Stephen Curry miał wypadek samochodowy
Na szczęście nic się nikomu nie stało – Steph Curry miał jednak dużo szczęścia. Samochód zawodnika Warriors wziął udział w kolizji drogowej.
Zgodnie z oficjalnymi już doniesieniami, Curry jechał autostradą w okolicach Oakland, kiedy kierowca jadący równoległym pasem stracił panowanie nad pojazdem i dokonał niekontrolowanej zmiany pasa jazdy. Sytuacji z pewnością nie ułatwiał padający właśnie deszcz. To jednak nie koniec przygód – Curry zatrzymał swój samochód na poboczu i wezwał pomoc drogową. W czasie oczekiwania… Kolejny kierowca stracił panowanie nad pojazdem i uderzył w zaparkowane auto koszykarza.
Na szczęście według doniesień policji nikomu nic się nie stało, żaden z kierowców nie był pod wpływem alkoholu czy innych środków odurzających, a głównym czynnikiem mającym wpływ na zdarzenie miała być mokra nawierzchnia.

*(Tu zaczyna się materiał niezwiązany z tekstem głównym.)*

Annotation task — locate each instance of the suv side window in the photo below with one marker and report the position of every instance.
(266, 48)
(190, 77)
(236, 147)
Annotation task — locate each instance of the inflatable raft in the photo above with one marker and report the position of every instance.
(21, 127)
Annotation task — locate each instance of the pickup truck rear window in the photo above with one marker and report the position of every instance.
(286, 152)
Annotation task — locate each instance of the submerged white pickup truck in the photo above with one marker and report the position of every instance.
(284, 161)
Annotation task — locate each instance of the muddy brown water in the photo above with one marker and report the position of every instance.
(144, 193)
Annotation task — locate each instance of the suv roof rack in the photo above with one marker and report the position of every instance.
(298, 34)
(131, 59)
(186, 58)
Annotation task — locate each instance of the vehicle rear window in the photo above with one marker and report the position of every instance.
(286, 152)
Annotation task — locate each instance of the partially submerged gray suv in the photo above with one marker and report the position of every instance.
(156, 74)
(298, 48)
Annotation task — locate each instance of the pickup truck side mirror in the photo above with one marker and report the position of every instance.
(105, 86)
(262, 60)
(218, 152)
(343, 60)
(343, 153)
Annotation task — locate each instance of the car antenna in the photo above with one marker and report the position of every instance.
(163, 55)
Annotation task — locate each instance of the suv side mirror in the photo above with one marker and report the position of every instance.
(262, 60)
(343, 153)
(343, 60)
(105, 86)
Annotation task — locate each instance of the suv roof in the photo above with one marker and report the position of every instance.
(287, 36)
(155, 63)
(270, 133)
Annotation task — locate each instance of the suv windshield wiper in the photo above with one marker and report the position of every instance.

Steph Curry już od jakiegoś czasu nie gra z powodu kontuzji – na jutro zaplanowane jest kolejne badanie, w którym lekarze mają ocenić stan zdrowia rozgrywającego GSW i ewentualnie ogłosić jego datę powrotu na parkiet. Nie wykluczone, że będzie mógł on wziąć udział już w poniedziałkowym meczu przeciwko Orlando Magic. W 12 rozegranych w tym sezonie meczach Curry notuje średnio 29,5 punktu, co jest najlepszym w lidze wynikiem, dokładając do tego 5 zbiórek i 6 asyst, oraz skuteczność zza łuku na niebotycznym poziomie 49% przy ponad 10 trójkach oddawanych co noc. Tak grający Steph będzie jednym z głównych kandydatów do nagrody MVP – o ile utrzyma podobną dyspozycję po powrocie.